First party data and analytics are more important than ever

“You want to work with platforms and agencies who have those relationships where they can tell you all information about creators themselves from which ones are vegan to which wear glasses,” Jeffries says. “But you also need the first party data direct from those creators on their analytics.”

To effectively run a campaign, he says, you need live insights. From story views to how many followers tune in for live events, the only way brands can learn how to better optimize around a campaign is to work directly with the influencers or the platforms that have API relationships with social networks.

Live and online shopping will continue to grow

Live and online shopping in the influencer marketing space is not like the QVC television shows of days past.

“Where influencer marketing has changed the game is that the person selling to us is someone who we know, someone we’ve chosen to be interested in,” says Jeffries.

He points to companies like TikTok and Meta making big investments to help brands ‘get on the live shopping train,’ by allowing creators to come into their studios, receive training, and produce content for live shopping experiences with their partnered brands. 

Be prepared to test out new platforms quickly – yes, that means the metaverse

In just three years, TikTok has gone from a little-known social media platform to a major player.
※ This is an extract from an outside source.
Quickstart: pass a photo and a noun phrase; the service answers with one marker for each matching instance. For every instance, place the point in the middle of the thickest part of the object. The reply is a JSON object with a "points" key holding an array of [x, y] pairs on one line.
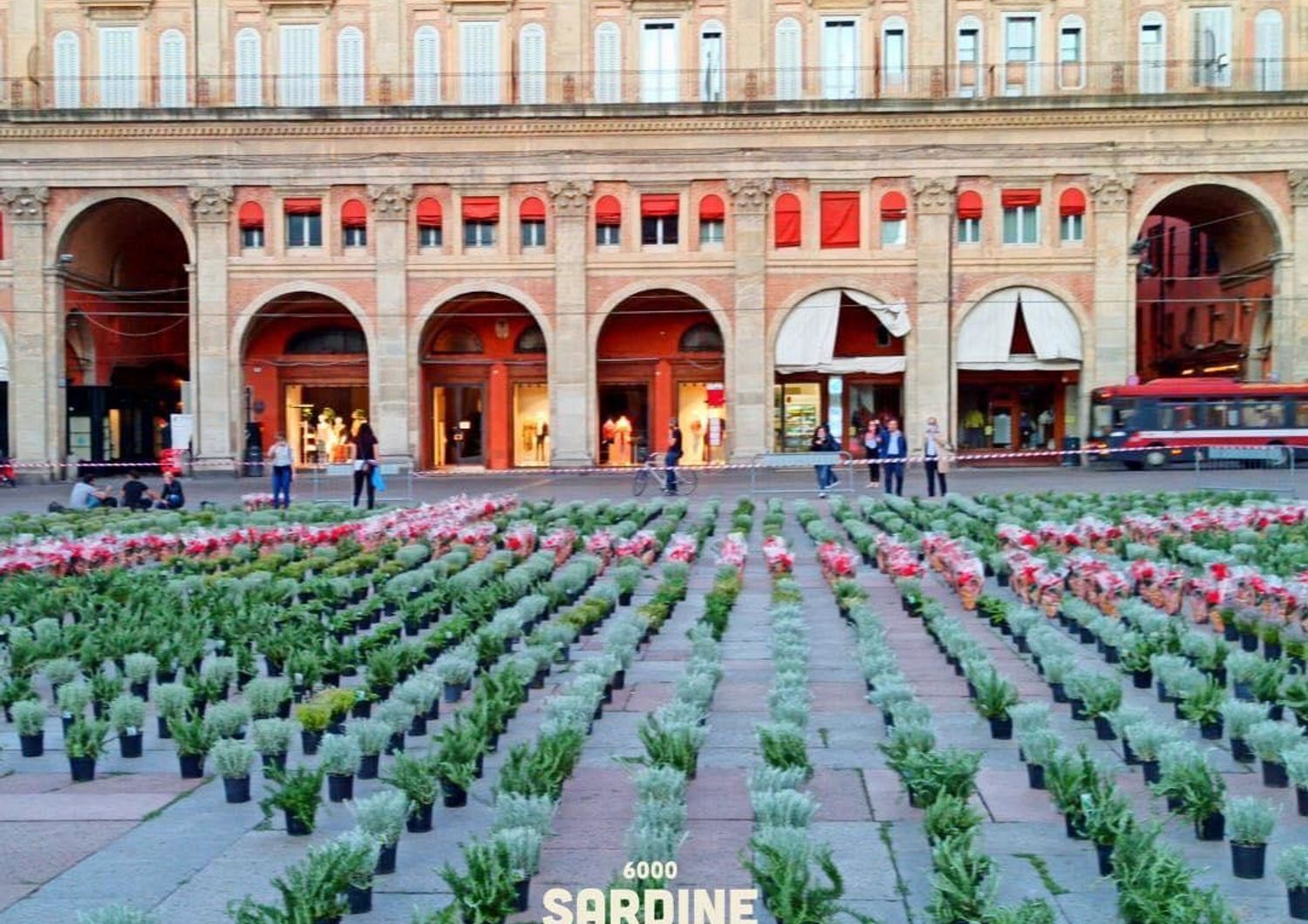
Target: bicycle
{"points": [[687, 479]]}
According to Hootesuite’s 2022 Social Trends survey, 24% of marketers consider it an effective avenue to reach their business goals, compared to just 3% in 2021 — a 700% increase in one year.

“Ultimately if you can test and learn and be earlier adopters, you can help shape things versus trying to eventually get onto the bandwagon later where the cost per mile will be so much higher,” Jeffries says.

So, what’s next? Jeffries sees the metaverse as a great thing for the future of influencer marketing as it creates even more of a segmented sphere for them to interact with followers.

“What we are seeing is creators having the ability to foster closer, more highly engaged relationships with their audience. By creating things like NFTs and tokens that give their followers deeper access, where they can feel like super fans.”

At the end of the day, Jeffries says, brands must remember that influencer marketing is simply word-of-mouth marketing. The key thing is to have a suitable test size when trying new platforms to give yourself a chance for success.

“In the past, people have tried to test with small budgets, and they don’t see the success they want. But think about how influencer marketing works: You need as many people as possible to be talking to get that effect. It doesn’t have to be super expensive, but there has to be a suitable investment to match the strategy choice for your brand.”